The accompanying unaudited consolidated financial statements have been prepared in accordance with Form 10-Q instructions and in the opinion of management contain all adjustments, consisting of normal recurring accruals necessary to present fairly the financial position, results of operations and cash flows for the periods presented. The preparation of financial statements in conformity with generally accepted accounting principles requires management to make estimates and assumptions that affect the amounts reported in the financial statements and accompanying notes. Actual results could differ from these estimates. These interim financial statements should be read in conjunction with the financial statements and accompanying notes included in the Annual Report on Form 10-K for the year ended December 31, 2012.

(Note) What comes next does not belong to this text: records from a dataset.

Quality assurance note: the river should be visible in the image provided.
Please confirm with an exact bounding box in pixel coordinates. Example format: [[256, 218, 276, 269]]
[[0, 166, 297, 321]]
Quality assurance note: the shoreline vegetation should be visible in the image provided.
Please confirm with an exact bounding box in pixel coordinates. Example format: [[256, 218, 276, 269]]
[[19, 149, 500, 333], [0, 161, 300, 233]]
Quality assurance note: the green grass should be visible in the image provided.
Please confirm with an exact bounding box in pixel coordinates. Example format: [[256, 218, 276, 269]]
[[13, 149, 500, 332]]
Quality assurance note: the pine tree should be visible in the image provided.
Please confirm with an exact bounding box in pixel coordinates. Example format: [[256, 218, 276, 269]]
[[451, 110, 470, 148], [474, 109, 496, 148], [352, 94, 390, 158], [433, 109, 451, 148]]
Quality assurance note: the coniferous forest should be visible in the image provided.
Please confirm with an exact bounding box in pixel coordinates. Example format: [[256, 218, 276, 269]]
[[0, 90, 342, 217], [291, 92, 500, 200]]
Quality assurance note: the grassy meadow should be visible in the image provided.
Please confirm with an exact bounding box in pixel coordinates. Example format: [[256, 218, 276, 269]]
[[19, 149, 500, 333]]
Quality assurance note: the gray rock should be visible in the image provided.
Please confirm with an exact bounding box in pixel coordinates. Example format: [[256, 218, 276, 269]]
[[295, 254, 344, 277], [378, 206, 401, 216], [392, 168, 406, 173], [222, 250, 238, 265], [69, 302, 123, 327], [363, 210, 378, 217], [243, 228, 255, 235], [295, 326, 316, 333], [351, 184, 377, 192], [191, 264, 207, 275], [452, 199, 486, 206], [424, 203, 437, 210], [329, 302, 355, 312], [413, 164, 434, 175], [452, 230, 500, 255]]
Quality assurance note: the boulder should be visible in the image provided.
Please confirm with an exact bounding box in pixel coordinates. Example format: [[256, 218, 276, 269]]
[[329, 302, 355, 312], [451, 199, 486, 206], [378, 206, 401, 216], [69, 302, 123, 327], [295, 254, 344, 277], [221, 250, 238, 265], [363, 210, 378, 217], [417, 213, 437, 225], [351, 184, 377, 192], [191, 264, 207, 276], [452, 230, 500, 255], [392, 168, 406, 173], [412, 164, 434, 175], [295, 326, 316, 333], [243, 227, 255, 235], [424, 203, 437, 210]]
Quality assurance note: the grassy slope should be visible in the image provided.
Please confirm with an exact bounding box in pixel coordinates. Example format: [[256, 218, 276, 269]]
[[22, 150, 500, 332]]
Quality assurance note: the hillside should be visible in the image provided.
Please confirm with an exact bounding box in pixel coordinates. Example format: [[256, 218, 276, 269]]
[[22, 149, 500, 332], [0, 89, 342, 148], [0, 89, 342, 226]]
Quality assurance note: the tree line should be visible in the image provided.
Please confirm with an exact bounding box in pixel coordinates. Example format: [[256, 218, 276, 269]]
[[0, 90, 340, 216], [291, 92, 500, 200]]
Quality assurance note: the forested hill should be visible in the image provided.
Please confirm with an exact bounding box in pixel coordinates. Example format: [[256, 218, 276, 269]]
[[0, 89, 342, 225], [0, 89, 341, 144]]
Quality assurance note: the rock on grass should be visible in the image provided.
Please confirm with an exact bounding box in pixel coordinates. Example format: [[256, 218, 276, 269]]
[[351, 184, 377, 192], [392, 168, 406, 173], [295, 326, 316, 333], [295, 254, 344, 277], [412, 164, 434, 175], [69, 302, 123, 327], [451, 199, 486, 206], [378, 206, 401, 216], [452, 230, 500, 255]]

Operating results for the three months ended March 31, 2013 are not necessarily indicative of the results that may be attained in subsequent periods or for the year ending December 31, 2013.

Certain reclassifications were made to the prior year financial statements to conform to the current year presentation. These reclassifications had no effect on previously reported results of operation or stockholders' equity (deficit).

DEVELOPMENT STAGE COMPANY - The Company is considered a development stage company since planned principal operations resulting in sustaining revenue have not fully commenced. Accordingly, the Company presents its consolidated financial statements in conformity with the accounting principles generally accepted in the United States of America that apply to developing enterprises. As a development stage enterprise, the Company discloses its retained earnings (or deficit accumulated) during the development stage and the cumulative statements of operations and cash flows from commencement of development stage to the current balance sheet date. The development stage began in 2007 when the Company was organized.

REVENUE RECOGNITION - It is the Company's policy that revenues will be recognized in accordance with SEC Staff Bulletin (SAB) No. 104, "Revenue Recognition". Under SAB 104, product revenues are recognized when persuasive evidence of an arrangement exists, delivery has occurred, the sales price is fixed and determinable, and collectability is reasonably assured. Customer deposit liabilities include monies from customers to reserve a production slot for conversion of an OEM powertrain to the AMP all electric powertrain. The final retail price and delivery date are yet to be determined, and the deposits are subject to a full refund at the request of the depositor. Revenues since the inception of the Company in 2007 through the date of these financial statements have not been significant and consist of sales of a limited number of experimental vehicles.

INCOME TAXES - As no taxable income has occurred from the date of this merger to March 31, 2013 cumulative deferred tax assets of approximately $5,236,000 are fully reserved, and no provision or liability for federal or state income taxes has been included in the financial statements. Net operating losses of approximately $3,600,000 are available for carryover to be used against taxable income generated through 2030, net operating losses of approximately $6,700,000 are available for carryover to be used against taxable income generated through 2031, net operating losses of approximately $3,900,000 are available for carryover to be used against taxable income generated through 2032, and net operating losses of approximately $1,200,000 are available for carryover to be used against taxable income generated through 2033. The Company had not filed income tax returns during its period as a shell company.